Avec un ballon à mes pieds, je n'avais pas peur

La pression et la peur qui sont liées de près au monde du football moderne, Antony s'en soucie guère. Son parcours lui a permis de prendre du recul et d'appréhender, de manière plus sereine, les émotions que cela peut engendrer. «Je suis passé des bidonvilles à l'Ajax puis à Manchester United en trois ans. Les gens me demandent toujours comment j'ai pu 'tourner la clé' si rapidement. Honnêtement, c'est parce que je ne ressens aucune pression sur un terrain de football. Aucune peur. La peur ? Qu'est-ce que la peur ? Quand on grandit en étant obligé de sauter par-dessus des cadavres juste pour aller à l'école, on ne peut avoir peur de rien dans le football. Les choses que j'ai vues, la plupart des experts du football ne peuvent que les imaginer. Il y a des choses que vous ne pouvez pas ne pas voir» confirme le joueur qui va participer à sa première Coupe du Monde avec la Seleção.

Pour Antony, les joueurs brésiliens ont, pour la plupart, été forgés par la rue et par extension aux expériences inhérentes que cette vie-là engendre.

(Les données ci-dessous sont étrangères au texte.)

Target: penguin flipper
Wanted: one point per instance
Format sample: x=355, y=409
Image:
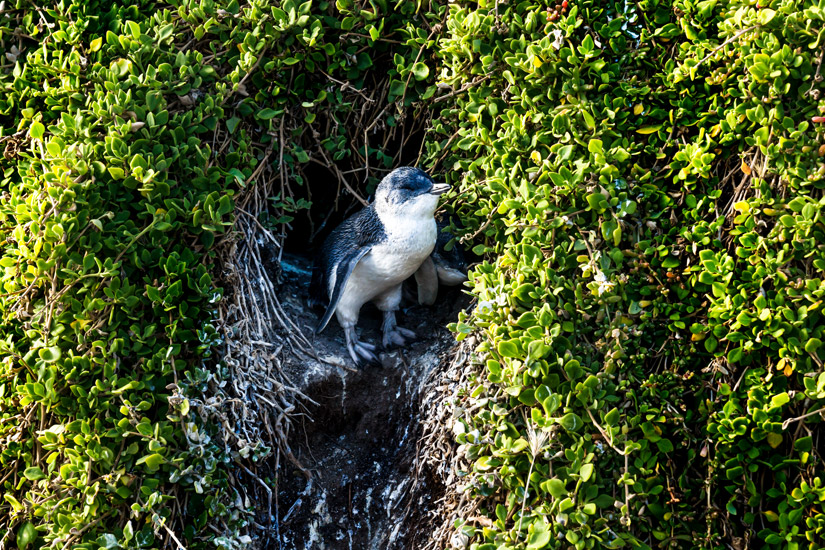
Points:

Le Brésilien prend donc son rôle d'ambassadeur pour les générations futures très à cœur. «Mais dans le football ? Avec un ballon à tes pieds, tu ne devrais ressentir que de la joie. Je suis né dribbleur. Cela fait partie de mes racines. C'est le don qui m'a fait passer des bidonvilles au Théâtre des Rêves. Je ne changerai jamais ma façon de jouer, car ce n'est pas un style, c'est moi. C'est une partie de moi. Une partie de notre histoire en tant que Brésiliens. Si vous regardez juste un clip de 10 secondes de moi, vous ne comprendrez pas. Rien de ce que je fais n'est une blague. Tout a un but. Avancer avec audace, faire peur à l'adversaire, créer des espaces, faire la différence pour mon équipe. Quand les gens demandent : 'quel est l'intérêt de votre style ? Quel message envoyez-vous ?' Mon frère, j'envoie un message à la maison.»